Aehr Test Systems forecast $60-80M in equipment bookings for the second half of fiscal 2026, driven by AI chip manufacturers ramping wafer-level and packaged-part testing. The Fremont-based firm reported Q2 revenue of $9.9M, down 27% year-over-year, but posted $18.3M in effective backlog including $6.5M in orders received during the first six weeks of Q3.
The company's Sonoma systems are testing AI accelerators at power levels up to 2,000 watts per device, reflecting the extreme thermal demands of next-generation chips. Aehr's lead production customer provided a "very large forecast" with shipments expected to begin in Q1 fiscal 2027, starting May 30, 2026. CEO Gayn Erickson stated production capacity exceeds 20 systems per month for both wafer-level and packaged configurations.
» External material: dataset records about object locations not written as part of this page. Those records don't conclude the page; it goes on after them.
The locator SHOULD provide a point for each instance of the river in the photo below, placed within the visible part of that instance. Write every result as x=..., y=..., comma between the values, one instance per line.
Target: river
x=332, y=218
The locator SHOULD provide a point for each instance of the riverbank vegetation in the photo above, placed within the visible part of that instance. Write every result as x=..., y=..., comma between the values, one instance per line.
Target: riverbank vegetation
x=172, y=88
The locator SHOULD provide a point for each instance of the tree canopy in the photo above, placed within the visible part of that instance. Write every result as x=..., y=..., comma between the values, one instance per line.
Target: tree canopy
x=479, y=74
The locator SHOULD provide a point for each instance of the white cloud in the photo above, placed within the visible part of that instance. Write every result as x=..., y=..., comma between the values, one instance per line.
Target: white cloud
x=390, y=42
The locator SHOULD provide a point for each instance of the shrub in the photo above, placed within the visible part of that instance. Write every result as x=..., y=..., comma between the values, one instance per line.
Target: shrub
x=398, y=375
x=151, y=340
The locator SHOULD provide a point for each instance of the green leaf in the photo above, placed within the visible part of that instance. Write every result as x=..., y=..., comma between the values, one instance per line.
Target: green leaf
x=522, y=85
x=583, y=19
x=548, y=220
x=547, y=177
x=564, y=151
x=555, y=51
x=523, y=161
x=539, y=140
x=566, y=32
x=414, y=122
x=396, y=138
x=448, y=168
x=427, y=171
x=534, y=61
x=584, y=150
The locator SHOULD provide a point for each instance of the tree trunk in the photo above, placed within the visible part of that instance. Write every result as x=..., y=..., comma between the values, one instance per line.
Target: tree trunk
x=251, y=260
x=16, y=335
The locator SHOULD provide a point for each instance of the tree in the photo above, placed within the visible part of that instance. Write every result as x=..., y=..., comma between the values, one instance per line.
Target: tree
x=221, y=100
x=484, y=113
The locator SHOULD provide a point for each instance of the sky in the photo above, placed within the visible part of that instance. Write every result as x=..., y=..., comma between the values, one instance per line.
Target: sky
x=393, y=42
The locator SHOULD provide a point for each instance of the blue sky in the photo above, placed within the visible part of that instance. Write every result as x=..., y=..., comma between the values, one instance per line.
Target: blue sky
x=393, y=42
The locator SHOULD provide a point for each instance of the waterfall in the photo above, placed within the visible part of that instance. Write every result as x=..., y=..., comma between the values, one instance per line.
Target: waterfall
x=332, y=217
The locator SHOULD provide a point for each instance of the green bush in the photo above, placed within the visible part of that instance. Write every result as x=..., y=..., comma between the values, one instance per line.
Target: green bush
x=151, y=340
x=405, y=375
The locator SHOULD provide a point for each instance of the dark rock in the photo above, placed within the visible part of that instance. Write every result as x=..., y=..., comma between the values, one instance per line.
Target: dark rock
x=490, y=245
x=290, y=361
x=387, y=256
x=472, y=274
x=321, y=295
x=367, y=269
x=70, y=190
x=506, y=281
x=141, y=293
NVIDIA maintains GPU dominance with Hopper and upcoming Blackwell architectures, but supply constraints have pushed hyperscalers and enterprise customers toward custom ASICs. SambaNova's Reconfigurable Dataflow Units represent one alternative approach, while memory manufacturers address the "memory wall" limiting AI performance. Samsung's HBM3e high-bandwidth memory shipments target this bottleneck.
Amkor Technology is expanding semiconductor packaging capacity in Arizona, part of a broader U.S. manufacturing buildout. The facility will handle advanced packaging techniques required for chiplet-based AI processors and 3D-stacked memory integration. Packaging and testing represent critical steps between wafer fabrication and final deployment, with burn-in testing catching defects before chips reach data centers.
Credo Technology, which supplies high-speed connectivity for AI clusters, guided Q3 gross margins between 63.8% and 65.8%, indicating healthy pricing power in the interconnect market. Ensurge Micropower is developing microbatteries for AI-enabled edge devices, addressing power delivery challenges as inference moves closer to end users.
The hardware infrastructure race extends from chip design through manufacturing, testing, and assembly. Aehr's $2M in delayed gallium nitride WaferPak shipments—pushed from Q2 to Q3 due to high-voltage protection circuit redesigns—illustrates technical challenges in scaling production. The company closed its Incal facility in May 2025, consolidating operations to Fremont while maintaining claimed capacity of 20+ systems monthly.